Here is the given question:
Consider the linear transformation: $T:\mathbb{R}^2 \to \mathbb{R}^2$ by: $T(x; y) = (x-y; -x + y)$: Write the matrix representation of $T$ with respect to the basis ${(1; 2);(-1; 1)}$ (use the same basis for domain and co-domain).
Now in the solution they did the following:
- Picked the transition matrix
\begin{equation*} P= \begin{pmatrix} 1 & -1 \\ 2 & 1 \end{pmatrix} \end{equation*}
2.Picked the matrix $A$ which is the matrix representation of the linear transformation with respect to the standard basis.
\begin{equation*} A= \begin{pmatrix} 1 & -1 \\ 1 & 1 \end{pmatrix} \end{equation*}
The found the matrix representation $B$ relative to the basis ${(1; 2);(-1; 1)}$ by solving $B=P^{-1}AP$
My question is the following: Why didn't we find $B$ by doing $B=PAP^{-1}$ since we are going from the standard basis to another one, the set-up is something I would do if I am going from ${(1; 2);(-1; 1)}$ to the standard basis.
$\newcommand{\B}{\mathcal{B}}\newcommand{\S}{\mathcal{S}}\newcommand{\x}{\mathbf{x}}$Let $\B$ be the basis in question. Note that $P$ is the transition matrix from $\B$ to the standard basis $\S$. That is, $[\x]_{\S} = P[\x]_{\B}$, or equivalently, $[\x]_{\B} = P^{-1}[\x]_{\S}$ for all $\x\in \Bbb{R}^2$.

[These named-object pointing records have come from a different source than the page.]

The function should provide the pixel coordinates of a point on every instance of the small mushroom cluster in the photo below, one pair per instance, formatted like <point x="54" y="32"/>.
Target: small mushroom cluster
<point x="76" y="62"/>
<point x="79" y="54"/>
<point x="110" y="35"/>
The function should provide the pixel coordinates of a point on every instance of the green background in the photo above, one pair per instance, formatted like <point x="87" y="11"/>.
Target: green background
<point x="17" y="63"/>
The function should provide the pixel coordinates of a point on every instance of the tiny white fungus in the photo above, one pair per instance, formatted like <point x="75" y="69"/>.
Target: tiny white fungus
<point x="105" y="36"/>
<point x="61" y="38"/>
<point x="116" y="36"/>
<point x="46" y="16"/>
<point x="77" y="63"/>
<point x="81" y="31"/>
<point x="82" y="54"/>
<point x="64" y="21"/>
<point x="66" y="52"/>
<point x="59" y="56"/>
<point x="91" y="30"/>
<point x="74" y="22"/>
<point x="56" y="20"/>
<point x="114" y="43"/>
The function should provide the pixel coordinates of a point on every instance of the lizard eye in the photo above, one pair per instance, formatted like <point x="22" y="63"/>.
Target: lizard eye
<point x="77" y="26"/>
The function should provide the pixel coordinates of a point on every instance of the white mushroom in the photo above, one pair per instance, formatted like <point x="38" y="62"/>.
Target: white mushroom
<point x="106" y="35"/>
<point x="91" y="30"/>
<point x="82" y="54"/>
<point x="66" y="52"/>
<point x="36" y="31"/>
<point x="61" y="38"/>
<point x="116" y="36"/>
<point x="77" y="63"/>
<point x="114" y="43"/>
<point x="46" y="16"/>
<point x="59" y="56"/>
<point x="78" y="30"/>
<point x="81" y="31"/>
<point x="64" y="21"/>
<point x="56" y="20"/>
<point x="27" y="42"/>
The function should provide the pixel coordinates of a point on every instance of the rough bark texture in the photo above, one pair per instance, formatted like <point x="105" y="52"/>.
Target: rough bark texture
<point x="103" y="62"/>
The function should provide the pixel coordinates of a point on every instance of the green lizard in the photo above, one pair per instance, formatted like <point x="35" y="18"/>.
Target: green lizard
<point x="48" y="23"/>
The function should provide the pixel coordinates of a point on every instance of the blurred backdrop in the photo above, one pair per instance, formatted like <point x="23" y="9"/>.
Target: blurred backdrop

The matrix of $T$ with respect to $\B$ in domain and codomain (which you are calling $B$) is defined as satisfying $[T(\x)]_{\B} = \color{blue}{B}[\x]_{\B}$ for all $\x\in \Bbb{R}^2$. But
$$\begin{align*}[T(\x)]_{\B} &= P^{-1}[T(\x)]_{\S} \\ &= P^{-1}A [\x]_{\S} \quad (\text{since }[T(\x)]_{\S} = A [\x]_{\S} \text{ by definition of }A)\\ &= \color{blue}{P^{-1} AP}[\x]_{\B}.\end{align*}$$
So the matrix you want is $B =P^{-1} AP$.